The Governor of the Central Bank of Libya, Al-Sidiq Al-Kabir called on the Speaker of the House of Representatives (HoR), Aqila Saleh, for the necessity of approving a unified government, unifying spending, and issuing a decision to devalue the dinar exchange rate to US dollar (USD) to address the current crisis.
This call came in a letter, in which Al-Kabir suggested adjusting the exchange rate to between 5.95 dinars and 6.15 dinars per dollar, thus devaluing the dinar as the current rate stands at 4.80 dinars per a dollar.
"This is to collect an amount of 12 billion dinars to pay off the debt and for development projects." Al-Kabir said, expecting that the volume of demand for the dollar this year would be about $36 billion, compared to oil revenues of $24 billion, meaning that the deficit would be very large, according to the letter.

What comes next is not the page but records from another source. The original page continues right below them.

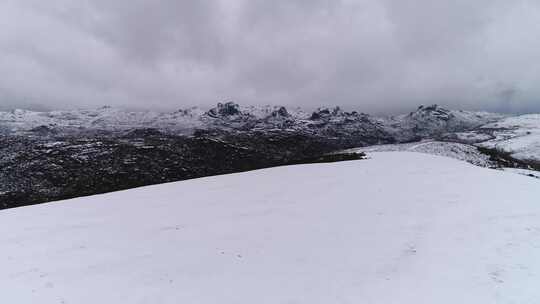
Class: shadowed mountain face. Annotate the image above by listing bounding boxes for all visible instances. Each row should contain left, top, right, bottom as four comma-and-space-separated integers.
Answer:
0, 103, 536, 208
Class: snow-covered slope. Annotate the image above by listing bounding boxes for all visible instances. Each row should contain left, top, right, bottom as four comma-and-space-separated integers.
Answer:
481, 114, 540, 162
0, 152, 540, 304
343, 140, 498, 168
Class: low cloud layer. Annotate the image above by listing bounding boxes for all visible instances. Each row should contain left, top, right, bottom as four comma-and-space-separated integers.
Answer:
0, 0, 540, 112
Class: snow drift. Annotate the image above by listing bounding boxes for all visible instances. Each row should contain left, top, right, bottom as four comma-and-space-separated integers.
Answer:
0, 152, 540, 304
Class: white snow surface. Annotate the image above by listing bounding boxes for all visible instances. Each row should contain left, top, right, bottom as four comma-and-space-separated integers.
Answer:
0, 152, 540, 304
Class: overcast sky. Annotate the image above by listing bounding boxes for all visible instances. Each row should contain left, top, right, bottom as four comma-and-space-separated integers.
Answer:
0, 0, 540, 112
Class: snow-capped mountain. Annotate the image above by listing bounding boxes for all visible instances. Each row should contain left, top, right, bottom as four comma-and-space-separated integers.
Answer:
0, 102, 540, 209
0, 152, 540, 304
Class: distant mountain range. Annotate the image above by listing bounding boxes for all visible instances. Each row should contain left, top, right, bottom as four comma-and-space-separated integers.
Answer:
0, 102, 540, 208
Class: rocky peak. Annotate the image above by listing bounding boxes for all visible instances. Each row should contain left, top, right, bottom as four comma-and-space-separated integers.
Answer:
206, 101, 241, 118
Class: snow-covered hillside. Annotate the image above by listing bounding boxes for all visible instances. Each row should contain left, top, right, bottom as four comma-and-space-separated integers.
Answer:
481, 114, 540, 162
0, 152, 540, 304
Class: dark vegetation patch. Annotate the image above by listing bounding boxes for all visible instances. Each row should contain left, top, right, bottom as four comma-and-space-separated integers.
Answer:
0, 129, 368, 209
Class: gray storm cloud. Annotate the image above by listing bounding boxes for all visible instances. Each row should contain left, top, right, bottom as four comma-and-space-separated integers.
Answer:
0, 0, 540, 112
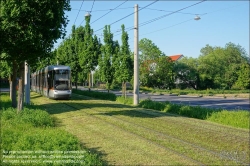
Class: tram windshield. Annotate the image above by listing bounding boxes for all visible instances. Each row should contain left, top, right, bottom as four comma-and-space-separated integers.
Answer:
55, 80, 70, 90
55, 70, 70, 90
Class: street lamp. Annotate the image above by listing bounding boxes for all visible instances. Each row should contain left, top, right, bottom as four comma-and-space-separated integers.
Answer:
194, 16, 201, 20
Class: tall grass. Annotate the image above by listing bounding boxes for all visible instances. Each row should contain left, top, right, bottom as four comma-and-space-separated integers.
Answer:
0, 95, 102, 165
139, 99, 250, 129
72, 89, 116, 101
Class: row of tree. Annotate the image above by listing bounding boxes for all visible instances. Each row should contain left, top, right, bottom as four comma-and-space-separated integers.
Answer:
175, 43, 250, 89
0, 0, 70, 110
140, 39, 250, 90
54, 16, 133, 94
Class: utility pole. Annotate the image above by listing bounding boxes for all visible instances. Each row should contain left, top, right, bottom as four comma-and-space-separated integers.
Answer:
24, 62, 30, 104
134, 4, 139, 105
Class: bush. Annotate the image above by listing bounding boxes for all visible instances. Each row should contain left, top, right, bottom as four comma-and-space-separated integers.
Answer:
139, 99, 250, 129
207, 110, 250, 129
139, 99, 165, 111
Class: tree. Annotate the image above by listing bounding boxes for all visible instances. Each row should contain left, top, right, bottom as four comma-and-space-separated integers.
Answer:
174, 57, 199, 89
198, 43, 249, 89
139, 38, 166, 87
0, 0, 70, 109
139, 38, 165, 64
79, 16, 100, 90
99, 25, 114, 92
56, 25, 84, 89
115, 25, 133, 97
235, 63, 250, 89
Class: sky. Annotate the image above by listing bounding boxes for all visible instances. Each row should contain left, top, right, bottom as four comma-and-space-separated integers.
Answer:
54, 0, 250, 58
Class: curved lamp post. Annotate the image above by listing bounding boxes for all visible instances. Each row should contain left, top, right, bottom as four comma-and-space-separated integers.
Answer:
194, 16, 201, 20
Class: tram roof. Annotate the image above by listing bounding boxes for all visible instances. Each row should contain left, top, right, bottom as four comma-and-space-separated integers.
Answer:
45, 65, 70, 71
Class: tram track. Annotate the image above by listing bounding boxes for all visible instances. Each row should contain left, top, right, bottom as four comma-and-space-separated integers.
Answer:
74, 94, 249, 141
54, 96, 246, 165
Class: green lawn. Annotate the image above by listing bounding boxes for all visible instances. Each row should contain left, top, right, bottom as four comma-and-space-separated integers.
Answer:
31, 93, 249, 165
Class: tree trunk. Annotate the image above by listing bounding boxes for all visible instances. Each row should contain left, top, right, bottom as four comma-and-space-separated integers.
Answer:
124, 82, 127, 99
9, 76, 12, 100
89, 72, 91, 92
75, 74, 78, 90
10, 61, 17, 108
122, 82, 124, 97
17, 62, 24, 113
17, 78, 23, 113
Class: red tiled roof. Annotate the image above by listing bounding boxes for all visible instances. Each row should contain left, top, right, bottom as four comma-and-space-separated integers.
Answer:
169, 54, 183, 61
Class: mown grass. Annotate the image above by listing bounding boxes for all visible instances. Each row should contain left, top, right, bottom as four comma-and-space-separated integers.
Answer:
73, 90, 250, 129
31, 94, 249, 165
0, 94, 102, 165
72, 89, 116, 101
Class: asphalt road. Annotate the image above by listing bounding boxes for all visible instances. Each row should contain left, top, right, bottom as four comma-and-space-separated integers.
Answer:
78, 87, 250, 111
0, 87, 250, 111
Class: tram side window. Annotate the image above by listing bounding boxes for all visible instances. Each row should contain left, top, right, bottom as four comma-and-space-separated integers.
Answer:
47, 71, 54, 89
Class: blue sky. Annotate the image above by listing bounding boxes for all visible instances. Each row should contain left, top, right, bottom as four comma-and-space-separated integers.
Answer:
55, 0, 249, 58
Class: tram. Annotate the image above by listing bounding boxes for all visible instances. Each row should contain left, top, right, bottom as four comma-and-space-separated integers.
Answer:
31, 65, 72, 99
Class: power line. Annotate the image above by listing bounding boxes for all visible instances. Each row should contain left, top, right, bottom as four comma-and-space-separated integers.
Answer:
90, 0, 128, 24
114, 0, 206, 36
74, 0, 84, 25
94, 0, 159, 32
135, 5, 244, 36
71, 6, 134, 13
140, 8, 205, 15
139, 0, 206, 27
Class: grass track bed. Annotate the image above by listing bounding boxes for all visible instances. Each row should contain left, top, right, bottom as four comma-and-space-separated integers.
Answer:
32, 92, 249, 165
60, 101, 244, 165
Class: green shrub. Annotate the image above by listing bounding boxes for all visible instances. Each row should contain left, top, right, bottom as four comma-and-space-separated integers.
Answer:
207, 110, 250, 129
139, 99, 165, 111
139, 99, 250, 128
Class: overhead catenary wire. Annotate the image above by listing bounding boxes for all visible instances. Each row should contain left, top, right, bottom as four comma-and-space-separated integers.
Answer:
129, 2, 244, 50
56, 1, 242, 50
71, 7, 134, 13
74, 0, 84, 25
131, 2, 241, 39
114, 0, 206, 36
90, 0, 128, 24
94, 0, 159, 32
141, 8, 205, 15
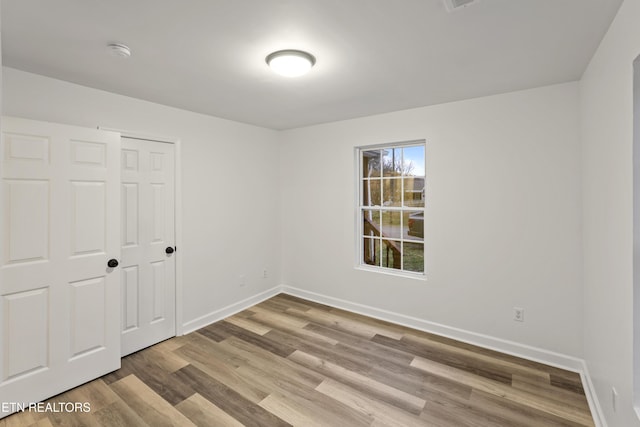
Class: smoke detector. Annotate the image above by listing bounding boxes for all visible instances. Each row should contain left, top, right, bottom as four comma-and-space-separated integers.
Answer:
443, 0, 480, 12
107, 43, 131, 58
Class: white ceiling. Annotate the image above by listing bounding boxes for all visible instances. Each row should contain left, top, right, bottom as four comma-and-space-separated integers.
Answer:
0, 0, 622, 129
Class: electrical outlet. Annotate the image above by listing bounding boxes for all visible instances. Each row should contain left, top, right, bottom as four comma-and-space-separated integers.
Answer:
513, 307, 524, 322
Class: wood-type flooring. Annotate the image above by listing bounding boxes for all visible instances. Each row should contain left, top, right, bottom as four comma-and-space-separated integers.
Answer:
0, 294, 594, 427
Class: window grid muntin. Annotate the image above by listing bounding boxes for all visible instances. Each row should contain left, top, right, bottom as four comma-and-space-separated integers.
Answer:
358, 141, 426, 276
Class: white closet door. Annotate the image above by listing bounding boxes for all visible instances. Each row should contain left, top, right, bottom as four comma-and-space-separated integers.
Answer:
121, 137, 176, 356
0, 118, 120, 417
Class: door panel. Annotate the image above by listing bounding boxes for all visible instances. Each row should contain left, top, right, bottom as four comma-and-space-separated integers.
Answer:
0, 118, 120, 417
121, 138, 176, 356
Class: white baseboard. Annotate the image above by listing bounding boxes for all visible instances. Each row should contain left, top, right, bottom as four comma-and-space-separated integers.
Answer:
580, 360, 607, 427
182, 286, 607, 427
281, 286, 607, 427
182, 286, 282, 335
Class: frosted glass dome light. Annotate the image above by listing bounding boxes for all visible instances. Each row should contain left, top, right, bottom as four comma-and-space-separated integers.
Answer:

The Governor indicated that expenditures for 2023 alone amounted to 165 billion dinars, with unknown-sources parallel spending, which increased the demand for foreign currency exchange.
Earlier on Tuesday, data issued by the Central Bank of Libya reported that the country’s revenues during last February amounted to 14 billion and 336 million dinars, while expenditures recorded 10 billion and 923 million dinars, achieving a surplus estimated at 3.4 billion dinars.
Oil sales revenues also amounted to 12 billion dinars, and oil royalties reached two billion dinars, while revenues from taxes, customs, and fuel sales did not exceed 52 million dinars, 65 million dinars, and 30 million dinars respectively, while the value of other revenues amounted to 219 million dinars.
The salaries of public and government institutions accounted for the majority of expenses during the past month, recording 10.3 billion dinars, while subsidies reached 623 million. The Central Bank’s data did not record any development, administrative, or emergency expenses or financial arrangements for the National Oil Corporation and the General Electricity Company.